- Born: 1986 (age 39–40) Uganda
- Citizenship: Uganda
- Education: Makerere University University of California Global Health Institute University of New South Wales
- Occupations: Anesthesiologist and academic
- Years active: 2009–present
- Title: Senior lecturer in Anesthesiology at Kabale University

= Isabella Epiu =

Ugandan anesthesiologist

Isabella Epiu is an anesthesiologist and critical care medicine specialist in Uganda. She is reported to be the first female anesthesiologist in the countries of the East African Community to graduate with a Doctor of Philosophy degree. In 2023, she graduated from the University of New South Wales in Sydney, Australia with a PhD in Medicine, specializing in neuro-respiratory physiology and health economics.

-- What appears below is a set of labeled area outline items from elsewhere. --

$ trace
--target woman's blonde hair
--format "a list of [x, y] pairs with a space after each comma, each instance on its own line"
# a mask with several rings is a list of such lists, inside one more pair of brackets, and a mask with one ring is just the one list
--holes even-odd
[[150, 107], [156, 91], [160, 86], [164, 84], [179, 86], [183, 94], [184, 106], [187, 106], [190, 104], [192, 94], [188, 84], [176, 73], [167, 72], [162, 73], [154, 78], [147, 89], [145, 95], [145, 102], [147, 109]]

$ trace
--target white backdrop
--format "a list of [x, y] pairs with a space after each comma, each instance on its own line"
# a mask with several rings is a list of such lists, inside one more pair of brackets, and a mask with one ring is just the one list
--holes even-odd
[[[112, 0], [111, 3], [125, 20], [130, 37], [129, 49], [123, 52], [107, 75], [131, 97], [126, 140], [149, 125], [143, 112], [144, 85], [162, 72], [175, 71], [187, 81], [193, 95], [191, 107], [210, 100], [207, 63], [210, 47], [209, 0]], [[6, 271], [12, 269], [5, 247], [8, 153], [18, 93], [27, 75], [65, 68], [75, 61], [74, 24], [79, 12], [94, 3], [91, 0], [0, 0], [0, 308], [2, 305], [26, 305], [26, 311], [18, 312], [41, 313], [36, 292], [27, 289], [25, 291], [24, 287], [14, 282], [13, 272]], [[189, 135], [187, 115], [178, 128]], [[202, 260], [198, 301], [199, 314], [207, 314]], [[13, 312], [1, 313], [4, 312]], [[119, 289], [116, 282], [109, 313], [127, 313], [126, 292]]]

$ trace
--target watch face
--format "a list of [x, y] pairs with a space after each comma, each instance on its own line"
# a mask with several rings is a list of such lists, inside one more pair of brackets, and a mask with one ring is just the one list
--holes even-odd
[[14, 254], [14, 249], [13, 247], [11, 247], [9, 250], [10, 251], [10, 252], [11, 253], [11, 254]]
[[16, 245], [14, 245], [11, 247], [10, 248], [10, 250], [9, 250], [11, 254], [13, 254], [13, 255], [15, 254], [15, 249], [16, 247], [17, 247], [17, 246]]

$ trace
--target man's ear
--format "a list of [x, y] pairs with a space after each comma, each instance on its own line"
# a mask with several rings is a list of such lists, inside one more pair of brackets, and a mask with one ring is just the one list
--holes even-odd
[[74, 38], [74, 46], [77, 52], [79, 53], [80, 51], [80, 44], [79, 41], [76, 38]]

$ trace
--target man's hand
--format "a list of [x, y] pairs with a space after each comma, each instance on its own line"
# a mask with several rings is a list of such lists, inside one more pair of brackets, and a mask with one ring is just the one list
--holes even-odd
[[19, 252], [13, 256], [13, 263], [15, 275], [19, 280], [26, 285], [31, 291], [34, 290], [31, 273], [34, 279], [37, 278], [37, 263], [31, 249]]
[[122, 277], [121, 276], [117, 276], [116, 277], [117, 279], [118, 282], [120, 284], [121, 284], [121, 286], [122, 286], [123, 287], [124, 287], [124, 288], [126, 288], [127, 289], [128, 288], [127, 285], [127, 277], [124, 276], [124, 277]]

==Background and education==
Epiu is an Ugandan national by birth, born in Jinja District circa 1985. Her father is Pastor Richard Honorat Epiu.

She excelled in primary and middle schools in her home district before transferring to Gayaza High School in Wakiso District. She was admitted on government scholarship into Makerere University School of Medicine, where she graduated with a Bachelor of Medicine and Bachelor of Surgery degree. She went on to obtain a Master of Medicine (MMed) degree in Anesthesiology from the same medical school.

She won a scholarship from the National Institutes of Health to undertake a one-year Fellowship at the University of California Global Health Institute, based in the city of San Francisco. Her doctoral program in medicine and health economics (PhD), was conducted at the Prince of Wales Hospital (Sydney), at the University of New South Wales in Sydney, Australia.

==Career==
As of December 2023, Epiu's competencies include anesthesia, critical care medicine, emergency medicine, intensive care, and pain medicine. At that time, she was a senior lecturer in the Department of Anesthesia at the Kabale University School of Medicine, in the city of Kabale, in the Western Region of Uganda.

Epiu has been an advocate for equitable access to safe obstetric anesthesia and perinatal outcomes. Her original research in the countries of the East African community drew attention to wide service gaps in this area. Her more in-depth evaluation of 64 mid-level hospitals in Uganda, opened a wider exposure of the problems. She has written newspaper articles in East African print media, drawing attention to the dire need for improvement in these areas. As a result of her advocacy, the Society of Obstetric Anesthesia and Perinatology (SOAP), based in Lexington, Kentucky, recognized her with the 2016 SOAP Media Award.

==Other considerations==
Since 2012, she has conducted research in maternal morbidity and mortality in the East African countries of Burundi, Kenya, Rwanda, Tanzania and Uganda. Later, she extended her research to 64 Ugandan hospitals. As a result of her research, she won several awards, including an NIH Fogarty Scholarship. She is the founder and director of Health Solutions International, a non-government organization. She is a Mandela Washington Fellow, part of the Young African Leaders Initiative program.

Epiu has multiple publications in the areas of her specialization.

In December 2023, the government of Uganda organized a special event at Kololo Independence Ground to celebrate Epiu's acquisition of a PhD. The chief guest at the event was the president of Uganda, Yoweri Museveni, who was represented by the vice president, Jessica Alupo.